On 1/12/25 7:49 AM, Xi Ruoyao wrote:
The test case
long
test (long x, long y)
{
return ((x | 0x1ff) << 3) + y;
}
is now compiled (-O2 -march=rv64g_zba) to
li a4,4096
slliw a5,a0,3
addi a4,a4,-8
or a5,a5,a4
addw a0,a5,a1
ret
Despite this check was originally intended to use zba better, now
removing it actually enables the use of zba for this test case (thanks
to late combine):
ori a5,a0,511
sh3add a0,a5,a1
ret
Obviously, bitmanip.md does not cover
(any_or (ashift (reg) (imm123)) imm) at all, and even for and it just
seems more natural splitting to (ashift (and (reg) (imm')) (imm123))
first, then let late combine to combine the outer ashift and the plus.
I've not found any test case regressed by the removal.
And "make check-gcc RUNTESTFLAGS=riscv.exp='zba-*.c'" also reports no
failure.
gcc/ChangeLog:
PR target/115921
* config/riscv/riscv.md (<optab>_shift_reverse): Remove
check for TARGET_ZBA.
gcc/testsuite/ChangeLog:
PR target/115921
* gcc.target/riscv/zba-shNadd-08.c: New test.
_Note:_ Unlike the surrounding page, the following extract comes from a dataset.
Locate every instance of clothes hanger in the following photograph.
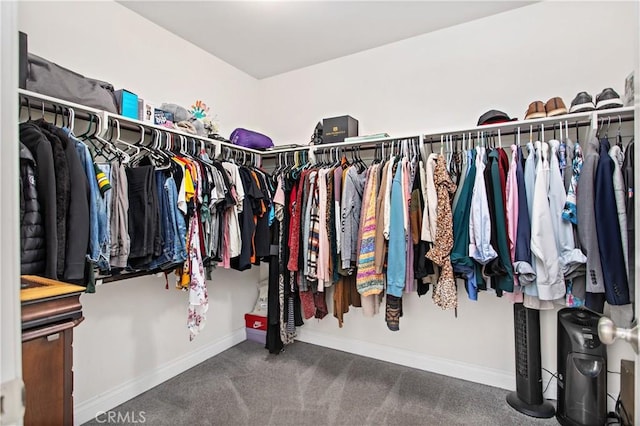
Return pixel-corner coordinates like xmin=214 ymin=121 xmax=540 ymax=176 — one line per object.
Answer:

So I've gone back and tried to jog my memory about what we were trying
avoid with the zba condition, including looking through tests in our
internal tree that hadn't been upstreamed yet (there aren't many and
those that exist are likely related to internal patches that aren't
ready to upstream yet or things that are upstream, but under a different
name).
Unfortunately I couldn't find either a test or context to jog my memory.
The "andi.add.uw" pattern in bitmanip.md or this splitter look to be
the most relevant:
;; During combine, we may encounter an attempt to combine
;; slli rtmp, rs, #imm
;; zext.w rtmp, rtmp
;; sh[123]add rd, rtmp, rs2
;; which will lead to the immediate not satisfying the above constraints.
;; By splitting the compound expression, we can simplify to a slli and a
;; sh[123]add.uw.
(define_split
[(set (match_operand:DI 0 "register_operand")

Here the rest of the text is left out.